AVX-512 | 1.8 GB/s | 57 instructions/number | 17 cycles/number |
std::from_chars | 0.8 GB/s | 128 instructions/number | 39 cycles/number |
The comparison is not currently entirely fair because the AVX-512 function assumes that it knows the start and the end of the sequence of digits.
You can boost the performance by using an inline function, which brings it up to 2.3 GB/s, so a 30% performance boost. However, that assumes that you are parsing the numbers in sequence within a loop.
My original code would return fancy std::optional values, but GCC was negatively affected, so I changed my function signatures to be more conventional. Even, LLVM/clang is slightly faster in my tests, compared to GCC.
Credit: The original code and the problem were suggested to me by John Keiser. My code is largely derivative of his code.
Oh nice, thanks for fleshing this one out!
I think it’s important to note that we’re not doing traditional parsing (at least as I’ve seen it), which involves parsing from left to right (most significant to least). The thing that makes this work is that we “right-justify” the number in the SIMD register (put the least significant digit in the most significant byte of the SIMD register), .
This contrasts with traditional left-to-right number parsers: by knowing where the least significant digit of the number is, we know exactly how much each digit is worth (the rightmost is digit10^0, penultimate is digit10^1, etc…). We no longer need to do the conventional “read the next digit, multiply the total by 10, read the next digit and add it in,” which creates data dependency from digit to digit.

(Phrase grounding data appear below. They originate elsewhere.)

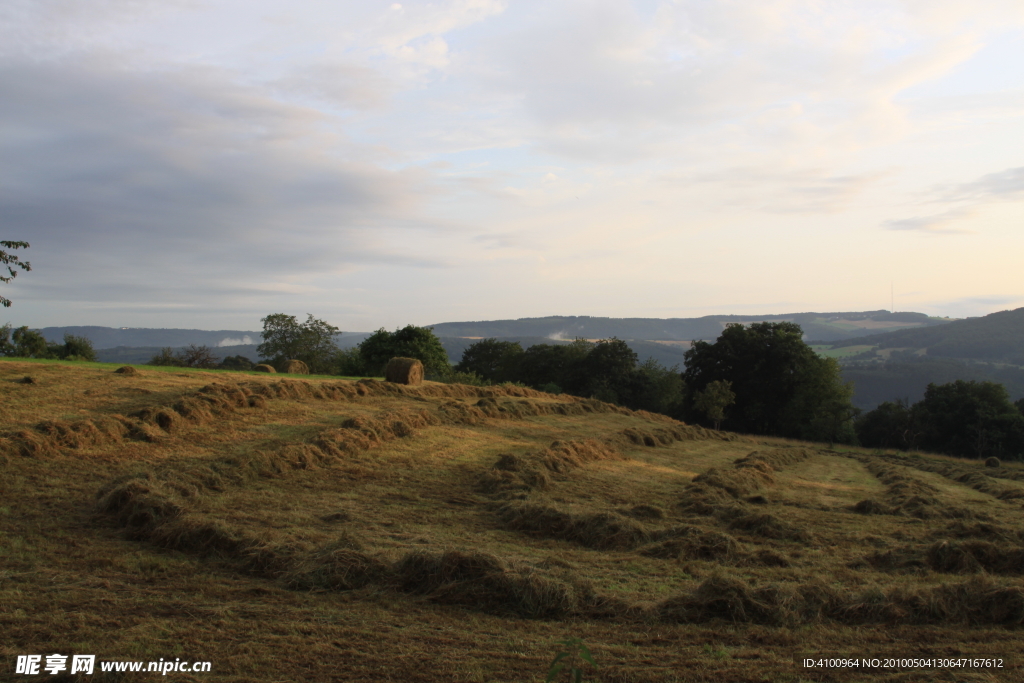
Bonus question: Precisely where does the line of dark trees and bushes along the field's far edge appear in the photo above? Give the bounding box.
[6,313,1024,458]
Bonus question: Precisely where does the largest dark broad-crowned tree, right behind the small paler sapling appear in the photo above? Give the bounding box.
[683,323,854,440]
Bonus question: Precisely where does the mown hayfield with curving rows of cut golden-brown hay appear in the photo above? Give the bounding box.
[0,360,1024,683]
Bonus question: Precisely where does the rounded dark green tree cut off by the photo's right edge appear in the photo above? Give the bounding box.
[912,380,1024,458]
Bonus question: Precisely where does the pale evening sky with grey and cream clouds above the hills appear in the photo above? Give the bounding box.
[0,0,1024,331]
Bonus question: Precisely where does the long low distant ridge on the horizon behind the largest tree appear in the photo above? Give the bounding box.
[429,310,949,342]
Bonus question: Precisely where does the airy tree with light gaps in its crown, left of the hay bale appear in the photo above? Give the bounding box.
[256,313,340,375]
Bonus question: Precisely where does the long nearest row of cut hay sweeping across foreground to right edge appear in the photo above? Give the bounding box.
[99,481,1024,626]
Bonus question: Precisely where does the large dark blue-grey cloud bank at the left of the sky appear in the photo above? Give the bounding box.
[0,60,444,309]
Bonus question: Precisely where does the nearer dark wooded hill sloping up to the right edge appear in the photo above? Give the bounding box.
[833,308,1024,366]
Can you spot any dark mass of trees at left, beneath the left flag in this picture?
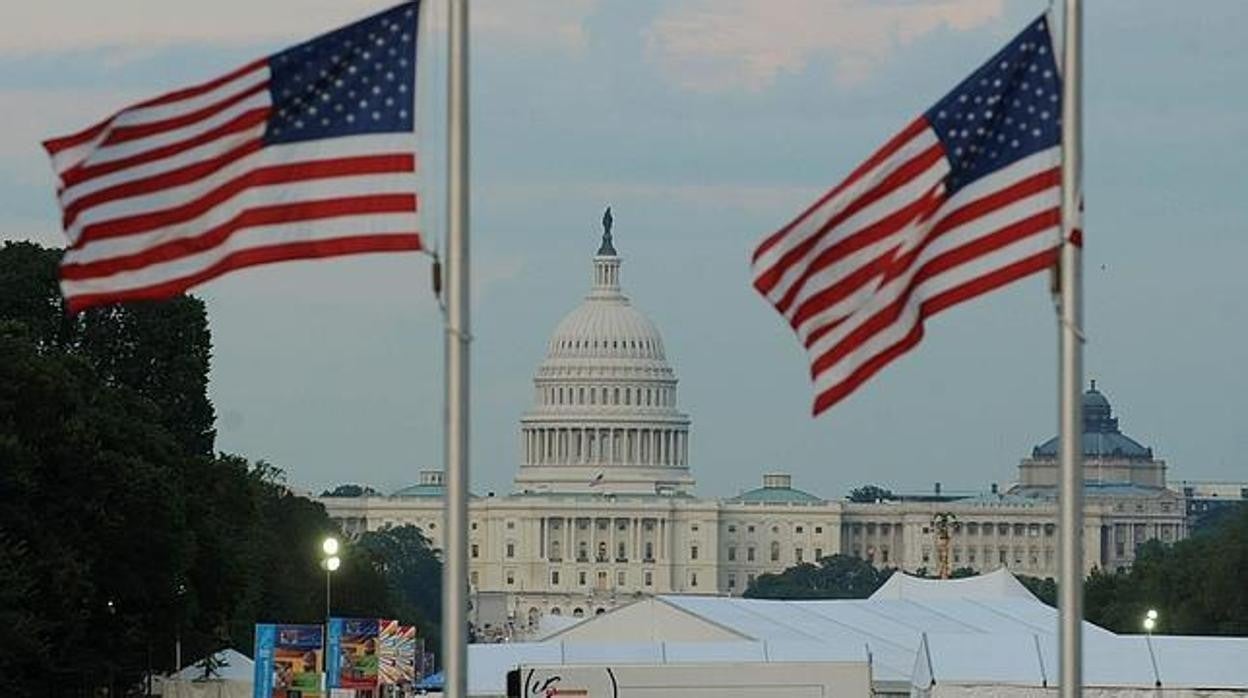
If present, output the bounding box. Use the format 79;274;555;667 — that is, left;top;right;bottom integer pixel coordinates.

Because we support up to 20 digit numbers, we start with a 32 byte register (though we quickly shrink to a 16-byte register in step 2, since 2 digits can still fit in one byte):
String: 1234567890
SIMD step 1 (8-bit x 32): 0 0 0 0 0 0 0 0 0 0 0 0 0 0 0 0 0 0 0 0 0 0 1 2 3 4 5 6 7 8 9 0
SIMD step 2 (8-bit x 16): 00 00 00 00 00 00 00 00 00 00 00 12 34 56 78 90
SIMD step 3 (16-bit x 8): 0000 0000 0000 0000 0000 0012 3456 7890
SIMD step 4 (32-bit x 4): 00000000 00000000 00000012 34567890
And after that, we manually extract the 32-bit numbers, multiply them by 10^16, 10^8 and 10^0, and add them to get the 64-bit result (in this case, 1234567890).
One interesting bit to me: with AVX-512, we could also parse 2 numbers simultaneously without modifying the algorithm. (We could parse much more if we knew they were all 8 bytes or less!) If we want 32-bit numbers, you could parse 4 at a time!
Note that you could do this without knowing the full size of the number if you load the 32 bytes (assumes padding), look for non-digits, and use that to find the end, and then “right-justifying” all the digits with a byte shift/shuffle.
A commenter on another blog suggests using vpshldvw then vpdpbusd to do the first 2 multiply-and-add steps at once by computing 4a, 4b, c, d then mul-adding with 250, 25, 10, 1.
I have various thoughts about this problem from https://highload.fun/tasks/1 but that seems to be a very different problem (it is a lot about detecting the edge of the number and zeroing out the rest of the register, or finding a way to shuffle certain digits from several numbers of unknown lengths into fixed locations in multiple registers).
In here
https://kholdstare.github.io/technical/2020/05/26/faster-integer-parsing.html#comment-6285552965
The blogger talks about this problem too, which is pretty similar to your discussion, but please look at the comment by sharp-o which describes how to use vnni to simplify the byte to 32 bit reduction, after which you need a regular mul and horizontal add.
Horizontal add of u32 can be done using _mm_mpsadbw_epu8 in a new method you probably heard about, but I can’t find a link.
This horizontal add technique sounds quite interesting!
Thanks a lot, this gives awesome performance. I didnt need the non-digit check, so i skipped it.